In Medio Oriente, Biden sterzerà lontano dall’acritico supporto verso Israele di Trump, per dirigersi verso un più equilibrato approccio dell’America riguardo al conflitto con i palestinesi e cercherà una strada per rianimare l’accordo sul nucleare con l’Iran. Restituirà un metodo alla politica americana. Anzi, ripristinerà la politica, al posto della pancia e degli impulsi istintivi che sono stati il modus operandi di Trump, in particolare nel caso della sua caotica reazione alla pandemia.
Questa ristrutturazione da parte di Biden e tutta buona e giusta, ma il mondo è andato avanti e la ricerca dello status quo ante non può essere l’orizzonte del nuovo presidente. La bellicosità di Trump e la Brexit hanno galvanizzato l’Europa, indirizzandola verso quella che il presidente francese, Emmanuel Macron, ha definito «autonomia strategica». Per la prima volta la Germania ha concesso la federalizzazione del debito europeo, consentendo all’Unione di emettere titoli come un governo nazionale, un importante passo verso un Europa più forte e più integrata.
È tempo di un “New Deal” tra l’Europa e gli Stati Uniti che riconosca l’emancipazione europea e il mutare delle priorità americane cementando allo stesso tempo un’alleanza di valori e di interessi spesso coincidenti.
L’evoluzione europea è stata evidente nei rapporti con la Cina, che in precedenza erano puramente commerciali. Ora, la Cina espansionista del presidente Xi Jinping è vista come una rivale sistemica.
L’Unione europea è stata critica verso la situazione dei diritti umani in Cina, imponendo sanzioni in reazione alla repressione a Hong Kong, ed è giustamente scettica nei confronti delle vanterie cinesi sul fatto di aver dato una migliore risposta alla pandemia.
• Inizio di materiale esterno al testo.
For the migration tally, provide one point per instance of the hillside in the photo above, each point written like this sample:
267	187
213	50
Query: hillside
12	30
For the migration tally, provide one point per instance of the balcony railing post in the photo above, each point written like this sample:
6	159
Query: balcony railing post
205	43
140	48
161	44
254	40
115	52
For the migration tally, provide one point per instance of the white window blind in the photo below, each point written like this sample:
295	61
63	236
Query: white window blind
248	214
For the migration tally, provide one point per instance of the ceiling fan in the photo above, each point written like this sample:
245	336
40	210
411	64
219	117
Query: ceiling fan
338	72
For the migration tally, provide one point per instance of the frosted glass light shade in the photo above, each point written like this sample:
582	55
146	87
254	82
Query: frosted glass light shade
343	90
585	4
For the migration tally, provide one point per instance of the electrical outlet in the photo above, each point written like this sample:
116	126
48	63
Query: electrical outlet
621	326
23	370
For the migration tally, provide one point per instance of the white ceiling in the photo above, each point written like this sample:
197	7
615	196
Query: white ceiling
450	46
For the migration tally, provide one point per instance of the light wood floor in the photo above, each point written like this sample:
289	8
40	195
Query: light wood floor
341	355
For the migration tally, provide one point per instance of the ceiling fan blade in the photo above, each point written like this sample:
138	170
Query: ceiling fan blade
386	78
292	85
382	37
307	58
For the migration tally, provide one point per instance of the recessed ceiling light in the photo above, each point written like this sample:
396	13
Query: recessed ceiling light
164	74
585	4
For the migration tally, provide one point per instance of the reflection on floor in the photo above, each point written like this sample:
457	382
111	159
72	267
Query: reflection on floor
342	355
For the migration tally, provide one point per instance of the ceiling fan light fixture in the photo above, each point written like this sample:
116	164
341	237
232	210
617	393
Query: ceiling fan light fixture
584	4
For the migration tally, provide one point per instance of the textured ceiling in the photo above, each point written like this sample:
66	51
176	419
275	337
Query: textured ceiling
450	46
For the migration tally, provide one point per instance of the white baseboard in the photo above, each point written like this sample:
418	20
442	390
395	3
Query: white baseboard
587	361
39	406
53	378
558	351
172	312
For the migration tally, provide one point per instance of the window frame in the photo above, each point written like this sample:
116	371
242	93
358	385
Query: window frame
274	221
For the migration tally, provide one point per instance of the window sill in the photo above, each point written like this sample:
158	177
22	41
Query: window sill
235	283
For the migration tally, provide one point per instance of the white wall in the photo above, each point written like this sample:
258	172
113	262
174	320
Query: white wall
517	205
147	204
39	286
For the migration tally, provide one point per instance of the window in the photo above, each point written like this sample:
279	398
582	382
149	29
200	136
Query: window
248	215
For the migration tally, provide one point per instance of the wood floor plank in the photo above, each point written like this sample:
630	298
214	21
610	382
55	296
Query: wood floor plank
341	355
Tuttavia, le nazioni europee vogliono lavorare in Cina. Una delle maggiori sfide per l’Occidente, con l’Amministrazione Biden, sarà individuare il delicato punto di equilibrio grazie a cui fronteggiare con fermezza la Cina di Xi pur evitando uno sconto aperto.
La Cina è una minaccia esplicita al modello liberale dell’Occidente. Questa minaccia deve essere riconosciuta e bisogna resisterle. La tecnologia cinese, per esempio, non è neutrale. Convoglia informazioni verso Pechino. Ma la Cina è anche parte integrante dell’economia globale.
Lo sfilarsi da ogni suo coinvolgimento da parte di un’arrabbiata “China first” non gioverebbe a nessuno. La bellicosità gratuita e incoerente di Trump ha inutilmente complicato i difficili rapporti tra la più grande potenza mondiale e la potenza che la vorrebbe sostituire.
Le elezioni americane sono state un punto di svolta. E hanno mostrato un’altra volta che quelli che demoliscono la democrazia lo fanno a loro rischio. Le democrazie sono lente a reagire, sono spesso goffe e intrinsecamente disorganizzate. Ma sono anche caparbie e, se provocate, risolute. Sanno che i diktat di un autocrate sono inconciliabili con la ricerca della dignità umana e della libertà. Sanno fare appello alle loro forze per dire a un bullo: «Sei licenziato!» – parole che Trump ancora non sopporta di sentire.
Il risultato è la rinascita di una speranza, per quanto tenue, per il Ventunesimo secolo.
I vaccini potrebbero essere in arrivo. Quello che è certo è che un presidente americano decoroso è già arrivato.